With that being said, the content they do have is fun and it has a real charm to it. Watching the characters interact with circus animals is fun. The stuff we do get at the school is enjoyable. The initial meeting with the characters is a fun time. There’s never a moment where what’s on the screen is just nothing. Miyazaki also does a good job of bringing in some minor sources of tension for the children. As adults, we know it’s going to turn out okay but for the intended audience, they work well.
The cast is simple, but they’re entertaining. Honestly, their interactions and dynamics are strong enough for a work with a comedic bent. Even if it was intended for older audiences they’d be perfectly functional in that regard.
The artwork definitely shows its age.
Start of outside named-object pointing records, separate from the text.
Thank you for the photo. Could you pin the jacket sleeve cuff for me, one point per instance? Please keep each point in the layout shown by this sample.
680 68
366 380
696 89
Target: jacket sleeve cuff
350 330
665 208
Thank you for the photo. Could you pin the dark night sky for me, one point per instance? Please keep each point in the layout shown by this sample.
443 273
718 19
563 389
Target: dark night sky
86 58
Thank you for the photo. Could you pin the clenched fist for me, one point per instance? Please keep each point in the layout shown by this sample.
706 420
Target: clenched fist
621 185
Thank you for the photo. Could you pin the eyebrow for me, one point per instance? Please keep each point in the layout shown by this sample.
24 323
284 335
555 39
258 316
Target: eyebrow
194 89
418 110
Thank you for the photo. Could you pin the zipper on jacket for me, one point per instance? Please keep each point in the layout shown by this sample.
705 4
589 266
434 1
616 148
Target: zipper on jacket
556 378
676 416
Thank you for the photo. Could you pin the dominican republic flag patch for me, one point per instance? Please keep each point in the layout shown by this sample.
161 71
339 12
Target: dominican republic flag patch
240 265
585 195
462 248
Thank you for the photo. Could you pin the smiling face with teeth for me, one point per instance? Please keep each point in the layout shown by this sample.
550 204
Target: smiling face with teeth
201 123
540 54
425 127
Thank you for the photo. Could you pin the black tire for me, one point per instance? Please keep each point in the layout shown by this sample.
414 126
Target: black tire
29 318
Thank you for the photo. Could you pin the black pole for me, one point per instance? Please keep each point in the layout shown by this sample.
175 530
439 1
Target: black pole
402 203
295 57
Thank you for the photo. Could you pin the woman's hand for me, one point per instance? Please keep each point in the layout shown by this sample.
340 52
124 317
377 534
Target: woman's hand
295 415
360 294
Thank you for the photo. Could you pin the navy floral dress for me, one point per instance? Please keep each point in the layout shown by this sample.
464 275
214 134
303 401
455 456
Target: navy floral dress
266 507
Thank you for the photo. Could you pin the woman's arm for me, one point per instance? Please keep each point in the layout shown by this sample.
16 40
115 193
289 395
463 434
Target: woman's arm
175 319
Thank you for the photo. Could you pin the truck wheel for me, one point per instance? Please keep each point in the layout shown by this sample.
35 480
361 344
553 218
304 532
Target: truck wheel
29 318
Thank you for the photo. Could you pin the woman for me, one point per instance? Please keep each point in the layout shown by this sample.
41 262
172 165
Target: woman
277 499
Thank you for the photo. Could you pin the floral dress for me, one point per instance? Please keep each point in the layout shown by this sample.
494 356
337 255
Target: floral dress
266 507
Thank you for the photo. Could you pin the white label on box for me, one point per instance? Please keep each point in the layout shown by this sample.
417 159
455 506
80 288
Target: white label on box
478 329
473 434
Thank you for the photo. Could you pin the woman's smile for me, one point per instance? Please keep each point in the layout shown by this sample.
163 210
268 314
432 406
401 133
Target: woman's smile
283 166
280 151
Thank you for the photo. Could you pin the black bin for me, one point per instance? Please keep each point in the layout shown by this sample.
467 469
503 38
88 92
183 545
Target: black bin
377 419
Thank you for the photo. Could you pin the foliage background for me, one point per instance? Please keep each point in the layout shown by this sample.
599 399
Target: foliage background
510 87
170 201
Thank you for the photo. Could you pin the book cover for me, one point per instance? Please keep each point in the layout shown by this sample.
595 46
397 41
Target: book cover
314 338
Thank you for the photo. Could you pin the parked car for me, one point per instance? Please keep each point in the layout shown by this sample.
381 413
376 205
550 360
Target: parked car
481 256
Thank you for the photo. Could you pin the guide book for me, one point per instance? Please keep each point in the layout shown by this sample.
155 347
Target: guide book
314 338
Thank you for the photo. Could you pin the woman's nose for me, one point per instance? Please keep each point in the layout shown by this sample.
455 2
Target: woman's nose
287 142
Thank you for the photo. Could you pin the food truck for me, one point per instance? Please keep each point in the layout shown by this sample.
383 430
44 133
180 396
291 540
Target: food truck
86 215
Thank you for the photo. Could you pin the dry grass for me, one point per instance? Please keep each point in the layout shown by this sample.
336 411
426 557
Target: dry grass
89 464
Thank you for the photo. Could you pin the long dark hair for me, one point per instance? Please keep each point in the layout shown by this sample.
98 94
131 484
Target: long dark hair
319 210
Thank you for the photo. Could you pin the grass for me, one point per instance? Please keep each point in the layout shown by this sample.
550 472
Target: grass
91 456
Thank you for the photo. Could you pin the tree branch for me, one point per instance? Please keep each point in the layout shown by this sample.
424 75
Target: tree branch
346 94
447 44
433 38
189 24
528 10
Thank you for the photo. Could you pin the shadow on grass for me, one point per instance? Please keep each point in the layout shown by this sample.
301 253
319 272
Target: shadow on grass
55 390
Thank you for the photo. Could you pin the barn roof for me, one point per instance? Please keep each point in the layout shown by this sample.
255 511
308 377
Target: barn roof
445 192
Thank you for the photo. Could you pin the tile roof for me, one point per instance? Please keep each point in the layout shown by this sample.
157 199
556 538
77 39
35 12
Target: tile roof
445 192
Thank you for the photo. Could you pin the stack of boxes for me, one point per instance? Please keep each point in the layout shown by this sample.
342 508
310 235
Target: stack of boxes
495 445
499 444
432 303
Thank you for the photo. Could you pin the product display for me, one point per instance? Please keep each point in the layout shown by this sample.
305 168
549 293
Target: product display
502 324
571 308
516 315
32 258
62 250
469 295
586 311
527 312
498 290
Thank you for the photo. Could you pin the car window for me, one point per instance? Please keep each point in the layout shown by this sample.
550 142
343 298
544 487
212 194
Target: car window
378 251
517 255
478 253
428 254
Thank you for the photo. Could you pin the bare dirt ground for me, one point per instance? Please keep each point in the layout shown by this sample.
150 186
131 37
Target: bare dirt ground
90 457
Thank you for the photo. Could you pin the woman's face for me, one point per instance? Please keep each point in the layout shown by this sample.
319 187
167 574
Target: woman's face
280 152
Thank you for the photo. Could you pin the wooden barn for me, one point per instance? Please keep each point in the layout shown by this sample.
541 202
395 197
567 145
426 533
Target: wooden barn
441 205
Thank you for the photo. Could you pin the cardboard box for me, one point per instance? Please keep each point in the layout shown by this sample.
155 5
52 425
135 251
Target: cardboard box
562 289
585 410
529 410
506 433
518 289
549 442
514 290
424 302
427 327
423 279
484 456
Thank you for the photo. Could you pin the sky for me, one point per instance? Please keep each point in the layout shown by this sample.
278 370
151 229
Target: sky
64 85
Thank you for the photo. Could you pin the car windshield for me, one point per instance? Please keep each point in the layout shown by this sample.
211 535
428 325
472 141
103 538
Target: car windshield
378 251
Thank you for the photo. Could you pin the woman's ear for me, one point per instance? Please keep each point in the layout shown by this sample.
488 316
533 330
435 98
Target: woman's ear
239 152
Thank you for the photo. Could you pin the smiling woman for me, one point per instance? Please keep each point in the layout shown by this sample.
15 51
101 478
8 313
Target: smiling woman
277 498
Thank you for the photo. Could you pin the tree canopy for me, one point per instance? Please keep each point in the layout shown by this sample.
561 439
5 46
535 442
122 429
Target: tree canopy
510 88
It uses that really old school style where the animation is a bit janky and the art style is very basic. Honestly, though, it holds up pretty well. You’ll never confuse it for a newer series, but the bright vibrant colours and simplistic style do have their own sense of charm when they’re used well.
Our little family is voiced by Kumakura Kazuo, Oota Yoshiko and Sugiyama Kazuko. You might not be super familiar with them since a lot of their acting roles are in older anime but they all give solid performances. The music is very energetic and just fun.
There isn’t any romance whatsoever in this. So, no ho-yay. And, in this case, that’s a good thing.
Areas of Improvement:
Now it’s time for me to present those changes that I think could have made for a better work.
- Cut out the grandmother. Honestly, I think it would have been better if they’d left out the grandmother and had a girl, living on her own and finding a strange family with talking pandas. The grandmother just does nothing.
- No Mum. Basically, instead of having Mimiko agree to “be Pan-chan’s mum” I’d just have her agree to help take care of him and have her treated as an older sister. Because the mum thing is the only part of the films that’s weird and not in a good way.
- No More Mute Circus Animals. I don’t really think they all need to talk. Especially since most of them appear very briefly. But the Tiger mum could benefit from some actual lines. Especially since her baby talks and has quite a bit of dialogue. And it just comes across as strange that she only seems capable of making actual animal sounds.
In the end, Panda Kopanda is an entertaining, endearing children’s film. If you’re just looking for something that’s simple and fun, give it a go. It’s not one of Miyazaki’s best works, but it is quite good. I’ll give it a solid 7/10.